What’s the Indian scenario with regard to rheumatoid arthritis treatment?

  • Abatacept, a drug that comes under the classification ‘biologicals’ is no longer available in India; it was withdrawn after it did not sell well in the Indian market. But in the last five years, there have been six drugs to treat rheumatoid arthritis.
  • At the moment, worldwide, 10 biologicals are available, and six of them in India.
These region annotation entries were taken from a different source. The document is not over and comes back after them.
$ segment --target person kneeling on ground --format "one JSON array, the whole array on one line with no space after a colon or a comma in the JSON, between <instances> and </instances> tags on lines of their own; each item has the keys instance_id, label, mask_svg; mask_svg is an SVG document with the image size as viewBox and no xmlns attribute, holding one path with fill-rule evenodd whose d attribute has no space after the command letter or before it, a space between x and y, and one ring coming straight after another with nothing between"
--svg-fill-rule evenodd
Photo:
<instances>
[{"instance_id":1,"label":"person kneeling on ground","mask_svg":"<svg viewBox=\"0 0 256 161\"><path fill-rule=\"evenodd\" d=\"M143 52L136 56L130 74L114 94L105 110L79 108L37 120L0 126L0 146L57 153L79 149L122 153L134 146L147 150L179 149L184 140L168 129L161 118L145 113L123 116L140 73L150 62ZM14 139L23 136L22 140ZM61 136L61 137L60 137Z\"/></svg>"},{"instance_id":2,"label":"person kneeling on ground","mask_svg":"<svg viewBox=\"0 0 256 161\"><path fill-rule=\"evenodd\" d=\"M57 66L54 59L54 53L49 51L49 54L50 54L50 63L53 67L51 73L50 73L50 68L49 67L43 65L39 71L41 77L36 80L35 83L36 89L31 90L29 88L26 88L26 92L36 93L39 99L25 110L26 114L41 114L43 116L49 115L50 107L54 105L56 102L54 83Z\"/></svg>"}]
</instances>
About three years ago, a group of drugs called JAK inhibitors came off patent, and one of those drugs, tofacitinib is available at ₹900 for a month’s supply.
  • It is also an oral drug, as against biologicals that might be intravenous, or a subcutaneous injection, depending on which part of the world one is in.

 

Is early prevention of the disease significant?
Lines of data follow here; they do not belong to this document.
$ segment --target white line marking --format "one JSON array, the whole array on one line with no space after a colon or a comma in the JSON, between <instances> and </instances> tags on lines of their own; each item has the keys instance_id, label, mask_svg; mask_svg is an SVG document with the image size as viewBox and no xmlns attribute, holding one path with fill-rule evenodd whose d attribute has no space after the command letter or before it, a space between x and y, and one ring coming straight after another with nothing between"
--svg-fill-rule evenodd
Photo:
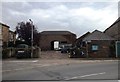
<instances>
[{"instance_id":1,"label":"white line marking","mask_svg":"<svg viewBox=\"0 0 120 82\"><path fill-rule=\"evenodd\" d=\"M7 61L7 62L38 62L38 60L34 60L34 61Z\"/></svg>"},{"instance_id":2,"label":"white line marking","mask_svg":"<svg viewBox=\"0 0 120 82\"><path fill-rule=\"evenodd\" d=\"M71 79L84 78L84 77L89 77L89 76L102 75L102 74L105 74L105 73L106 73L106 72L89 74L89 75L83 75L83 76L76 76L76 77L67 78L67 79L65 79L65 80L71 80Z\"/></svg>"}]
</instances>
  • Pre-disease treatment with Abatacept reduces progression to clinically-apparent arthritis during the 12-month treatment phase, and up to 24 months after stopping treatment.
  • However, by 24 months, the parameters of those who received the drug were similar to those with the placebo group; it was similar between groups, indicating that treatment is not sustained.

 

Smoking leaves a lasting adverse impact on immune responses

(GS Paper 2, Health)

Why in news?

  • Smoking has a lasting effect on specific human immune responses, persisting long after quitting.
  • The study, which investigates a range of factors that might contribute to variability in immune responses, also identifies body mass index (BMI) and latent infections of cytomegalovirus (a common virus) as having a substantial influence on immune responses.
  • The findings offer insights into the factors that potentially underlie the risk of developing infections and other immune related illnesses such as cancer or auto-immune disease.

 

Response to immune challenges:

  • There is wide variability in the way humans respond to immune challenges, such as bacterial or viral infections, as seen with the diverse range of clinical outcomes observed after infection with SARS-CoV-2.
  • Age, sex and genetic factors play a major role in this variability, but modifiable environmental factors, such as lifestyle, may also contribute.
  • Understanding how such variables affect immune responses could improve the design of treatments and vaccines.

 

Key Highlights:

  • Researchers investigated the effects of 136 environmental factors on variability of immune responses in 1,000 individuals. Among the environmental factors studied, smoking was shown to have the greatest influence on immune responses.
  • It affected both innate and adaptive immunity, the former is a general response whereas the latter is more specialized and pathogen-specific.
  • While the effects on innate responses (such as increased inflammatory responses) were transient and lost after smoking cessation, the effects on the adaptive response persist for many years after quitting, altering the levels of cytokines released upon infection or other immune challenges.
  • The results collectively show a short-term effect of smoking on innate immune responses, and a long-term effect of smoking on adaptive immune responses.

 

Findings:

  • The study identifies a strong link between these previously proposed disease biomarkers and response to immune challenges in smokers versus non-smokers.
  • BMI and cytomegalovirus are also found to have noteworthy effects on cytokine secretion, but the variance associated with smoking reaches levels equivalent to those linked to factors that cannot be changed.